US Vice-President J.D. Vance announced that no agreement was reached following 21 hours of negotiations with Iran in Islamabad, Pakistan. The talks, which began on Saturday and extended into the early hours of Sunday, ended without a breakthrough, according to Vance, who described the outcome as "bad news" for both Iran and the United States. "We've had a number of substantive discussions with the Iranians. That's the good news," Vance said during a press conference. "The bad news is that we have not reached an agreement." He did not respond to questions about the possibility of military conflict. Vance stated the US delegation was leaving with what he called "a final and best offer," a proposal he said would be presented to Iran for consideration.

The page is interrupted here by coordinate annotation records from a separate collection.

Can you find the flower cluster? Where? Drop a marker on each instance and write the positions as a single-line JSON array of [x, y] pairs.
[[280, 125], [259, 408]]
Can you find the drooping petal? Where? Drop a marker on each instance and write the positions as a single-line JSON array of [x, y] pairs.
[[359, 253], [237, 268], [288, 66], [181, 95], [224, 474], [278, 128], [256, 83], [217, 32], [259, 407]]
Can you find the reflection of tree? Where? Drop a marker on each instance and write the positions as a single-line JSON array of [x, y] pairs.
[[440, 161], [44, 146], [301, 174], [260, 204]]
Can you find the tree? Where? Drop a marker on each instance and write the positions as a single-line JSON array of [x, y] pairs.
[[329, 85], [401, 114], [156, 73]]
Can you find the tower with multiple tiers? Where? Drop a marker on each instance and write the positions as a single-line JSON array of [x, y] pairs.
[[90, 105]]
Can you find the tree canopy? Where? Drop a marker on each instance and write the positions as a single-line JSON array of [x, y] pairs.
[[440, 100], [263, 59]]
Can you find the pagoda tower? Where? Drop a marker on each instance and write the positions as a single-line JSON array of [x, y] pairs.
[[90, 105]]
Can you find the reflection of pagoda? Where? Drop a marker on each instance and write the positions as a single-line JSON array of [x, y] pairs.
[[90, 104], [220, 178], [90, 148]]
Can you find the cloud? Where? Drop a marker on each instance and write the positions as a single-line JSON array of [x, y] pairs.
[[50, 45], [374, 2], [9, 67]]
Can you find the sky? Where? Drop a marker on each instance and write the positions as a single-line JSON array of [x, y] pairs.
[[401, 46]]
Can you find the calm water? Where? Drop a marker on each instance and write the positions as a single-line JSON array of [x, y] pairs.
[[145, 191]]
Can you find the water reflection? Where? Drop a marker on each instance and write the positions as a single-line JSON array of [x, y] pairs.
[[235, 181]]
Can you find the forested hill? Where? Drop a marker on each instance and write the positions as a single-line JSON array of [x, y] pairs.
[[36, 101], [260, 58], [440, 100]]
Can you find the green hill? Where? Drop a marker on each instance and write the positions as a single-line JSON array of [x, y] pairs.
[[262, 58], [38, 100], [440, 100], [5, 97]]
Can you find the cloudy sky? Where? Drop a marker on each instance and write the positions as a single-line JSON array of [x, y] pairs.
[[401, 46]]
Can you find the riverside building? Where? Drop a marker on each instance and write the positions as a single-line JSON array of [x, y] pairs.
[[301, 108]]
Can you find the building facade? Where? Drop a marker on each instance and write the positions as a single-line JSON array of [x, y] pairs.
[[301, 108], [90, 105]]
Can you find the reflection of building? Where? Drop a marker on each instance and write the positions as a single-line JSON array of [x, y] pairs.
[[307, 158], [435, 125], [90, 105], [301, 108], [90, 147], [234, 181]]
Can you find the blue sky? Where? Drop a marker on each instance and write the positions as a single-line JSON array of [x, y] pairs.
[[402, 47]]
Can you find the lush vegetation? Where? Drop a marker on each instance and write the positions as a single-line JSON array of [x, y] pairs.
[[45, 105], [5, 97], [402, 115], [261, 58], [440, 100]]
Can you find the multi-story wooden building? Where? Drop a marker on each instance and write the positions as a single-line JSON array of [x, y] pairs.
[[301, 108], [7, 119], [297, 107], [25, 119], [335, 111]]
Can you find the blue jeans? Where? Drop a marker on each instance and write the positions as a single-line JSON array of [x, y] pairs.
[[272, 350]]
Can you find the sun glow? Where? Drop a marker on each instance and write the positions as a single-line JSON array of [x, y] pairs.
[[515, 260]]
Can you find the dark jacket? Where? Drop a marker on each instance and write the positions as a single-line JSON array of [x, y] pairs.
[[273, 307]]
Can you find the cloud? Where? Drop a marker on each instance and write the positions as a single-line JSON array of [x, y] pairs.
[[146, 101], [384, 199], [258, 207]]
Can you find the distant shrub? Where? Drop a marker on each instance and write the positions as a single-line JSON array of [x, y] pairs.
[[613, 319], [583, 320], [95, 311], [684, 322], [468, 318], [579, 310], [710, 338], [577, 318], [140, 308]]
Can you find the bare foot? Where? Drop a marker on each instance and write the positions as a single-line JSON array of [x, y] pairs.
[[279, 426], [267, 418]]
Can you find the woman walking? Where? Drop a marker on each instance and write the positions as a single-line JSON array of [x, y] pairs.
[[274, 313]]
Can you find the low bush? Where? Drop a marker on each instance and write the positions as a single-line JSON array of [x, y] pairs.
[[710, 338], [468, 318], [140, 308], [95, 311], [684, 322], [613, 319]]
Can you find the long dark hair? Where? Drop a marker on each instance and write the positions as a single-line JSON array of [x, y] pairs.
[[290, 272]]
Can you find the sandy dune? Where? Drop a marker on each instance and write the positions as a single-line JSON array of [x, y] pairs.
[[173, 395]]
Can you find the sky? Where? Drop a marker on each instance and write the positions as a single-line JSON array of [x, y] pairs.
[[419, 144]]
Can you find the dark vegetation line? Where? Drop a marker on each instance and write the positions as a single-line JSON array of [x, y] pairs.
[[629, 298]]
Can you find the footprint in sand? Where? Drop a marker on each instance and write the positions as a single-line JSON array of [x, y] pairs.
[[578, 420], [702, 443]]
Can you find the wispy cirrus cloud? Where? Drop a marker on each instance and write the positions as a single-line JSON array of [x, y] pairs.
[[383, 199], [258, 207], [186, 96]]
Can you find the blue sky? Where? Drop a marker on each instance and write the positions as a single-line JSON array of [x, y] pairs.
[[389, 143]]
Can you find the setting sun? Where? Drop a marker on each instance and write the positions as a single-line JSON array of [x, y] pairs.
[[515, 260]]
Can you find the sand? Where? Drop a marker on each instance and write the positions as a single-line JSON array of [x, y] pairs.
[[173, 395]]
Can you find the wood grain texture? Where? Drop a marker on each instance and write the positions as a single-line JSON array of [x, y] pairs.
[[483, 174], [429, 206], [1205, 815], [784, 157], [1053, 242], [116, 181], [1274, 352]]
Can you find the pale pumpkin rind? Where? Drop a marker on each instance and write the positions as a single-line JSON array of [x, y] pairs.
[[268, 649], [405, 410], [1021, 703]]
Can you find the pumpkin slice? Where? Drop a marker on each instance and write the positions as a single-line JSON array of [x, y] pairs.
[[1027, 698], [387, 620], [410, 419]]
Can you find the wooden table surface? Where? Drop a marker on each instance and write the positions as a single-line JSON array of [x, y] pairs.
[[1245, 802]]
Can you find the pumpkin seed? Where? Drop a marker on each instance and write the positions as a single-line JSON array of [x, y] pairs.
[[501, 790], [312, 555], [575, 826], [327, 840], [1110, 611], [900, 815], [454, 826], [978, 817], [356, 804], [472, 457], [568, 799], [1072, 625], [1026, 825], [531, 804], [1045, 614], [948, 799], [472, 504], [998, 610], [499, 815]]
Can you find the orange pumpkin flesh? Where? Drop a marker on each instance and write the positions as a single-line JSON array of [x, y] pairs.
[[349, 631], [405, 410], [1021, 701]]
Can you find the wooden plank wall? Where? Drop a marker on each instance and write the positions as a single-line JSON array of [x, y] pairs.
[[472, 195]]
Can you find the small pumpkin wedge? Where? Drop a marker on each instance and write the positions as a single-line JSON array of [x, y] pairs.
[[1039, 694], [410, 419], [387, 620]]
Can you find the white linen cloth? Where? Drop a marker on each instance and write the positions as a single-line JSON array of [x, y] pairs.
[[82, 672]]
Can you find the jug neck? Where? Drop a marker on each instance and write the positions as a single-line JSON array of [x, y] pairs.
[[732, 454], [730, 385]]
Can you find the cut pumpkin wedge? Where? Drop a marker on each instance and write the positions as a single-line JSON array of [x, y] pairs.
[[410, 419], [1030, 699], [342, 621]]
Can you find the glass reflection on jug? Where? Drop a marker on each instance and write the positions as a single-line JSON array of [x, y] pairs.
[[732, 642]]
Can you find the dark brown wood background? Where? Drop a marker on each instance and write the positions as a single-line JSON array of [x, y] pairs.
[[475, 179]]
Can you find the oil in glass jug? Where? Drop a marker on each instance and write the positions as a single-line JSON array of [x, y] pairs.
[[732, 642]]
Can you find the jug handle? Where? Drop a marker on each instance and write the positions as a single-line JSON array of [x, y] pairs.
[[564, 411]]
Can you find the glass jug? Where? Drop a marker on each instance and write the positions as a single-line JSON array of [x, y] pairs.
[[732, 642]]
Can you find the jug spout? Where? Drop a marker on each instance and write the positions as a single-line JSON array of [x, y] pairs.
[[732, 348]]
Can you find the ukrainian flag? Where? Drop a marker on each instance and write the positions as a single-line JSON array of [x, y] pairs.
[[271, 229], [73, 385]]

Iranian foreign ministry spokesman Esmaeil Baqaei confirmed the intensity of the discussions, describing them as "intensive" and noting that mediation had continued "without interruption." He added that "numerous messages and texts have been exchanged between the two sides" throughout the marathon session. No timeline was provided for Iran's response to the US proposal. The location of the talks in Pakistan underscores the country's emerging role as a neutral ground for high-level diplomatic engagements between adversarial powers. Both delegations have refrained from disclosing the specifics of their proposals or the core issues that stalled progress. The failure to reach an agreement comes amid heightened regional tensions and ongoing concerns over nuclear proliferation in the Middle East. Officials have not confirmed whether follow-up talks are scheduled.
The most revealing detail in this diplomatic stalemate is not the lack of agreement, but the choice of Islamabad as the venue. That the US and Iran are relying on third-party soil for direct talks signals a complete erosion of bilateral trust, reduced to the bare minimum of backchannel diplomacy mediated through a non-Western power. Vance's framing of the failed talks as worse for the US than Iran contradicts traditional narratives of American leverage, suggesting Washington feels greater urgency to de-escalate—possibly due to broader strategic overextension in multiple global flashpoints.
This moment fits into a larger shift where middle powers like Pakistan, Qatar, and Oman are becoming indispensable diplomatic conduits, not because of economic might, but because they are not seen as aligned with Western blocs. Iran's willingness to engage at all, despite years of isolation, reflects its own pressures—economic strain, regional challenges, and internal unrest. Yet the refusal to accept the final US offer implies Tehran still believes it can withstand further sanctions or containment.
For African and other developing nations, the implications lie in the changing architecture of global influence. When superpowers need neutral ground to talk, it creates diplomatic openings for Global South countries to extract concessions in exchange for facilitation. Nigeria, with its regional stature, could position itself similarly—if it builds the institutional credibility to host such talks.
The key development to watch is whether Pakistan formalizes its role as a diplomatic broker, potentially reshaping its foreign policy and drawing new interest from African states seeking alternatives to Western-dominated mediation.